VIVA SEMPRE IL SETTE NOVEMBRE, VIVA LA RIVOLUZIONE PROLETARIA MONDIALE
In Francia stanotte 1500 vetture incendiate, poliziotti attaccati e feriti, scontri dovunque. è una rivolta proletaria di grandi dimensioni. non ci siamo sbagliati a seguirla fin dal suo nascere giovedì 28 ottobre, magari nel fastidio di qualche admin incompetente. hic Rodhus, hic salta
ciao Oreste. Mi fa piacere risentirti e leggerti. Mi fa piacere risentirci in linea. oggi ti saluto e ti immagino camminare trasandato e indaffarato come sempre. magari potremmo sederci da qualche parte di via Rambuteau o in qualche bar vicino alla vecchia Bourse du travail, la prima storica camera deel lavoro vicino a place de la republique, la dove i poligrafici prestavano la salle per fare qualche riunione di esuli. cara vecchia Republique, centro su cui convergeva la rabbia di Belville, la grande banlieue dell'epoca della Comune. E anche adesso la rabbia entra a Parigi dalla soglia dell'est, da quelle sterminate serie di cités più o meno degradate che adesso sono scoppiate e sono insorte. Dopo anni di rafles, di rastrellamenti, di angherie. Non ce ne meravigliamo. Quel che mi meraviglia è l'estensione: dal pas de Calais à Bordeau, da Pau a Toulouse a Marseille si sono rivoltati. Finite le mobilettes, le marce che finivano con Harlem Desir, i socialisti e qualche rokettaro in grandii barbecues dalle parti del parco di Versailles! Finita la filantropia della sinistra buonista. Qui siamo arrivati a questa formidabile rivolta delle banlieues e non solo. Il vento è girato. Comincia di nuovo a fischiare. Un nuovo ciclo è cominciato. Sono del tutto d'accordo con le tue emozioni e le tue osservazioni, Oreste. Sono d'accordo nel denunciare certo antimperialismo di maniera che ben conosciamo, tanto più duro e truce quanto più è distante il focolaio di lotta da appoggiare.( Mi vengono in mente graziose e compite ragazzine di Trento che si infervorano per il Nepal). Ma non è neanche Oreste da sottovalutare l'esotico, in quanto stiamo osservando. Vale a dire l'importanza della guerra contro l'Iraq, e prima e sempre l'Intifada palestinese. Voglio dire specificamente : l'importanza della resistenza palestinese e irachena. Sentivo un'intervista di schiena a un ragazzo di una cité di Lyon: diceva qui non scherziamo, qui ci sentiamo come in Iraq!! E' questo legame che mi sembra di dover sottolineare tra guerra interna e guerra esterna.

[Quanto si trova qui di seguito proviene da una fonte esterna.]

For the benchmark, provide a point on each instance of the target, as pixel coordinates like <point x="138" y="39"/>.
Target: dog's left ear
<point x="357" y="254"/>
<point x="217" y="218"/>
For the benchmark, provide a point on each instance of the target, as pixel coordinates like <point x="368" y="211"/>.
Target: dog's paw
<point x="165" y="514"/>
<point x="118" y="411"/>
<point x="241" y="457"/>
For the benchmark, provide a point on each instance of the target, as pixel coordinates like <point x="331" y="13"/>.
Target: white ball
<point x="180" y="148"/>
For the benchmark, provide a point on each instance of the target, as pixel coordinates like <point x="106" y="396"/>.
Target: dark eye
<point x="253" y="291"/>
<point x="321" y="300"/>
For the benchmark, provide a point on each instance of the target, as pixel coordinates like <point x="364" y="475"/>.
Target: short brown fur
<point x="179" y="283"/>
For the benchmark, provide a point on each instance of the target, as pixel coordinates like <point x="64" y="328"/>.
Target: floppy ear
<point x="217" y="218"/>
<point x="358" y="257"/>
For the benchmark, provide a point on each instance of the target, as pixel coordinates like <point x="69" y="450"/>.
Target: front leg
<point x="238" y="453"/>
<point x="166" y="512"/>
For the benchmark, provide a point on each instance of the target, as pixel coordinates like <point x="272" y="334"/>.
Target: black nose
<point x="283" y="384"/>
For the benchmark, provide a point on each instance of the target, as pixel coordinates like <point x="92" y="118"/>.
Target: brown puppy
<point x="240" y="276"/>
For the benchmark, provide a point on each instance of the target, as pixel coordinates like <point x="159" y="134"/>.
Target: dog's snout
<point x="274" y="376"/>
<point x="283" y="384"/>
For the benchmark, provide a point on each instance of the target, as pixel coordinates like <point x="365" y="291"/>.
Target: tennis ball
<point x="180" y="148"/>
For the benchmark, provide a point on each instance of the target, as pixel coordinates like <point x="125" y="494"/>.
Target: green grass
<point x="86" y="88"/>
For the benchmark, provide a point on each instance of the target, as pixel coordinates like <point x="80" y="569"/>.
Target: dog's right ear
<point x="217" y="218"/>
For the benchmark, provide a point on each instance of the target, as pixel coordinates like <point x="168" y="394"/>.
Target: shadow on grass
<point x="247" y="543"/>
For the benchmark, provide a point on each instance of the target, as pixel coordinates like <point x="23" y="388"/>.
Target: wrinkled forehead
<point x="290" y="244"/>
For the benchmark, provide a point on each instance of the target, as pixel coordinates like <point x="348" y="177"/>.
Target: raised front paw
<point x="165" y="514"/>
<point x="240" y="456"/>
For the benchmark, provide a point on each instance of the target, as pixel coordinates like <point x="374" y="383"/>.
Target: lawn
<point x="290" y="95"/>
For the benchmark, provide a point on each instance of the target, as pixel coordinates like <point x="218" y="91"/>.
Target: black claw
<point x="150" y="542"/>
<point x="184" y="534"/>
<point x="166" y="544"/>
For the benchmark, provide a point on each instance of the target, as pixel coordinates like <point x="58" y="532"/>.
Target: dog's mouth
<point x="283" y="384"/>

Lo voglio sottolineare particolarmente oggi, Oreste, oggi 7 novembre, data appunto di una grande insurrezione.
Che ne dici, Oreste, del 7 novembre?? Noi qui siamo arrivati Oreste, a questa nuova generazione che ha già cominciato a darci il cambio. La vediamo finalmente e non solo in America Latina, ma anche in Europa. Ho seguito in diretta il riformarsi del movimento nelle scuole, università, nelle valli, nel territorio. Senza mai dimenticare la connessione col movimento contro la guerra, il padre di tutti i movimenti.
Auguriamo a questa nuova generazione di essere più fortunata, decisa, ampia e risolutiva di noi! Ma qualcosa ci resta ancora da fare. Sulla base delle nostre oramai lunghissime esperienze ci resta da dire qualcosa sul telos, sul fine a cui convergere e sulle false piste su cui siamo talvolta scivolati.
Ti ribadisco una valutazione e mi piacerebbe sentire la tua. Il sette novembre, la rivoluzione proletaria è più che mai il telos, il fine a cui tendere. In modo ampio articolato larghissimo, non settario con al centro, forse, un blocco e non un partito monolitico che sovradetermini e schiacci. Ma un movimento complessivo che unisca molti livelli sociali, econimici, politici e che sappia incidere in maniera decisiva, che unisca le lotte, le ribbellioni, le rivolte. Come solo la rivoluzione inglese, francese, russa seppero fare.
Le immagini e le notizie che ci arrivano da tutto il mondo e oggi particolarmente dalla Francia ci dicono che questo non solo è possibile, ma è anche l'unica soluzione reale.
Basta coi gamberi rossi. E' ora di nuovo di andare avanti. Ciao Oreste, buona giornata a te e a tutti i proletari e il popolo di Francia che noi tanto amiamo.